CM : Vous avez vécu quelques années en Angleterre, qu’est-ce que cette expérience vous a apporté ?
J’ai beaucoup apprécié mon séjour en Angleterre. C’était une grande opportunité de vivre dans une capitale mondiale et multiculturelle. Au cours de ma deuxième année, j’ai déménagé à Stratford et lors de mes nombreux trajets en métro, j’ai pu observer et apprendre des gens qui m’entouraient. Peu souriaient, ils s’occupaient de leurs affaires, semblaient tristes. Le matin, ils se précipitaient pour se rendre au travail et se pressaient le soir pour rentrer chez eux.
« J’en retire un principe important que j’aime appliquer dans ma vie ; faire ce qu’on aime pour être en harmonie avec soi-même. J’ai aujourd’hui la chance de vivre de ma passion, la photographie »

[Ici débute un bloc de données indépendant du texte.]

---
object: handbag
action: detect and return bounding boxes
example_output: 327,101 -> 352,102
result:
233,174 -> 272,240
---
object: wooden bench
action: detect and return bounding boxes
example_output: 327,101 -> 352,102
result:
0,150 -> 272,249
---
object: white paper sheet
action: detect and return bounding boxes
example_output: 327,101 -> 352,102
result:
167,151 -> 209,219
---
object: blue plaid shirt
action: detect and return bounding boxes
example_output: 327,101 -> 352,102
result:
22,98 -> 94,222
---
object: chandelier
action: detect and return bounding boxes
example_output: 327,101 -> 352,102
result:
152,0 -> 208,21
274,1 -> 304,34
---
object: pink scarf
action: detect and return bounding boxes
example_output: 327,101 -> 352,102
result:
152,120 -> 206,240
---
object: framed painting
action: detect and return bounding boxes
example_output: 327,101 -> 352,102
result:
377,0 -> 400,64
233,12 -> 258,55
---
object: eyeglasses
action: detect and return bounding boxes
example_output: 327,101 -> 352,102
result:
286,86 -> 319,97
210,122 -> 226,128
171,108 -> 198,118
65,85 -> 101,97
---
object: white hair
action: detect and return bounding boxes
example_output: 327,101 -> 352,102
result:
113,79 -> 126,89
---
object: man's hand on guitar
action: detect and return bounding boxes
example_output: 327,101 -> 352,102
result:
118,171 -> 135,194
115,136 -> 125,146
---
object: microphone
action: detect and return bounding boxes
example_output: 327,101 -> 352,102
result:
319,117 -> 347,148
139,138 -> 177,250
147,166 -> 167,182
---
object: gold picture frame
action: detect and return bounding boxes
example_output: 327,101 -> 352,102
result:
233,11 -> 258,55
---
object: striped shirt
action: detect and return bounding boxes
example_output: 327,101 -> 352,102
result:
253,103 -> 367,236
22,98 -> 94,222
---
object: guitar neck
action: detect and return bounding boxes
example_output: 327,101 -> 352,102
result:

CM : Comment est née votre passion pour la photographie ?
Cela a commencé quand j’étais adolescente. Quand j’avais 13 ans, ma mère m’a offert un smartphone, c’était vraiment une joie. Je me souviens avoir pris beaucoup de photos sur ce téléphone et devoir supprimer les anciennes photos si je voulais en prendre de nouvelles parce que l’espace de stockage de la carte mémoire était insuffisant à ce moment-là. J’ai reçu mon premier reflex numérique, un cadeau de ma mère le jour de mon 15e anniversaire ; c’était un Canon 600D et je l’ai toujours avec moi aujourd’hui. Depuis, je continue d’expérimenter les styles et les sujets pour mes photos. Je dois beaucoup à ma mère ; elle a vu que j’avais cette étincelle en moi avant tout le monde, y compris moi-même et si ce n’était pas pour elle, je ne pense pas que je ferais de la photographie.
CM : Parlez-nous de la naissance de Tytaart
Tytaart a commencé en 2014 lorsque j’ai déménagé à Londres pour poursuivre mes études supérieures. C’est à ce moment-là que j’ai commencé à expérimenter le portrait qui s’est ensuite développé en une série intitulée « Women I Love ». Lors de mon retour à Phnom Penh, j’ai décidé de poursuivre ma carrière de photographe et de continuer à utiliser ce nom pour représenter la portée artistique de mon travail.
À propos du projet « Women I Love » :
« Sachant que le portrait a toujours été mon domaine favori, j’ai pris l’initiative de demander à mes amis de tenter une séance photo avec moi. Ils ont dit oui ! Après 6 ans, ce projet m’a permis de rencontrer tant de personnes talentueuses, inspirantes, belles, courageuses et bien plus encore...»
CM : Comment avez-vous développé votre carrière ? Quels médias utilisez-vous ?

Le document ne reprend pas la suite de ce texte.